2.2.1. MRI and PET. Among noninvasive techniques, MRI provides the highest spatial resolution for acquiring cellular and molecular images. Modo et al. performed MRI to track engrafted stem cells in an animal study of brain disease for the first time [25]. Owing to significant T2 effect, iron nanoparticles have been used in stem cell tracking instead of gadolinium-based particles [26]. HNPCs overexpressing ferritin, an iron storage protein, were found in the striatum of rat brains by MRI. Furthermore, hypointensity was increased in SPION-labeled HNPCs [27]. In studying the migratory process of neurotrophic factors-secreting MSCs, MRI was also used for high-resolution 2D and 3D imaging in HD [19]. In TBI therapy, HNPCs treated with ultrasmall SPION (USPION) and/or Molday ION Rhodamine-B (MIRB[TM]) had been identified with increased homing and retention, using 0.6T MRI [28]. Furthermore, MRI has been used to assess a diagnostic strategy by finding common biomarkers of AD after stem cell transplantation [29].

PET in combination with MRI can provide information on importance of in vivo PoC parameters, including optimal cell dose, cell tracking, graft volume, and functional assessment [30]. To define a preclinical assessment, Grealish et al. reported long-term survival of hESC-derived midbrain dopamine neurons in a rat PD model. Using MRI and PET imaging techniques, the striatal dopaminergic neurotransmission ([sup.18]F-fallypride as [D.sub.2]/[D.sub.3]-receptor occupancy) and thedopaminetransporter (DAT, [sup.18]F-LBT999 as a tracer) were assessed [31].

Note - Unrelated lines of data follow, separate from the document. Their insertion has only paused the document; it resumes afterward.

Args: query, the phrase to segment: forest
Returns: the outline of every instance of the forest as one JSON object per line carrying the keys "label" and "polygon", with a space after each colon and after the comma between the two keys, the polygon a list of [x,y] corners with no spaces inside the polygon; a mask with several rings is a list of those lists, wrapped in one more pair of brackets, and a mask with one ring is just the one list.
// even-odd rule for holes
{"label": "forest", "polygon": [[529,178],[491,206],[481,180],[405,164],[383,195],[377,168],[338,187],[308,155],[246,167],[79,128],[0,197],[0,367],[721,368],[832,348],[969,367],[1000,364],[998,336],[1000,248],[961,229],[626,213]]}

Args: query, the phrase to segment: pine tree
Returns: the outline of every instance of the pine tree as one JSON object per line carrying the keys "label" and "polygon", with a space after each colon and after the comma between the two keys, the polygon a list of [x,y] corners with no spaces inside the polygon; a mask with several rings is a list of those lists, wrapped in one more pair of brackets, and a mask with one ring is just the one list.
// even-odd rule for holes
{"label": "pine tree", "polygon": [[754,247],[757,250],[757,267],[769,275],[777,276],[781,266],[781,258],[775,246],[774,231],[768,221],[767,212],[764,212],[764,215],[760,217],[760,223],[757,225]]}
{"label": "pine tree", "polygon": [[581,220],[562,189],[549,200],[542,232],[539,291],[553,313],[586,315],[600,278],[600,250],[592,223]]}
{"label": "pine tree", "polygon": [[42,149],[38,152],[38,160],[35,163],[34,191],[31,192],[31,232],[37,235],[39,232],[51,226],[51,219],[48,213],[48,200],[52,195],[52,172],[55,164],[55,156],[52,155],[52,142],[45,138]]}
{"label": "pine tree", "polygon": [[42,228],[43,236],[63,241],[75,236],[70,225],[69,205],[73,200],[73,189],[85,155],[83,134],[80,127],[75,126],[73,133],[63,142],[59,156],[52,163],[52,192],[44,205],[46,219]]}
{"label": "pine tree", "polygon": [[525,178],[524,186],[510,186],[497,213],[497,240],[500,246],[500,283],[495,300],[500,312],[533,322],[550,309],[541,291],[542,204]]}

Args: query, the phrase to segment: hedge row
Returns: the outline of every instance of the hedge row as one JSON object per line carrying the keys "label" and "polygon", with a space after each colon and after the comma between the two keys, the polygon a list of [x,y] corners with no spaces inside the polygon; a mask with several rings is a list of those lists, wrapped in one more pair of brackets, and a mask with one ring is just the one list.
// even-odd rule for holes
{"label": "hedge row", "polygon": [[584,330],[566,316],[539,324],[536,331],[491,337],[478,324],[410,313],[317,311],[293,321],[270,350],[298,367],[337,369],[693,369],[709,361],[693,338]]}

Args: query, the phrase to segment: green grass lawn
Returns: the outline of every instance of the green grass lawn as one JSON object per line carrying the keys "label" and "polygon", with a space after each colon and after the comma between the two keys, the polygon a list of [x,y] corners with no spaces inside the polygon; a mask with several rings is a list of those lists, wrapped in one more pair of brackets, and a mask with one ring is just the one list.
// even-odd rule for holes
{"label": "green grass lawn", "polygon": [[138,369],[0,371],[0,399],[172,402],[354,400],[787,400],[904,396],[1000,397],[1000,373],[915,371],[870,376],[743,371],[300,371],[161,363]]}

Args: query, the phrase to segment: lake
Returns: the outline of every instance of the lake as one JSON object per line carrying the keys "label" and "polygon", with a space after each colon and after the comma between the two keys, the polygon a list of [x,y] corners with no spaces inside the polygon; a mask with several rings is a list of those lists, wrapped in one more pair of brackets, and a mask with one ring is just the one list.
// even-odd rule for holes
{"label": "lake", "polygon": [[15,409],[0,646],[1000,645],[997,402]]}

2.2.2. SPECT and NIR. SPECT is a nuclear tomographic imaging technique that uses a gamma ray camera. In hemiparkinsonian rhesus monkeys, dopaminergic function was measured by DAT activity in a MSC-derived dopaminergic neuron-like cell-transplanted brain [32]. Furthermore, it is suggested that [[sup.123]I]-2[beta]-carbomethoxy-3[beta]-(4-fluorophenyl)- N-(3-iodo-E-allyl)nortropane ([[sup.123]I]altropane) can be used to identify DAT. This suggests that SPECT-[[sup.123]I]altropane is a specific marker to measure dopaminergic content for functional verification [33].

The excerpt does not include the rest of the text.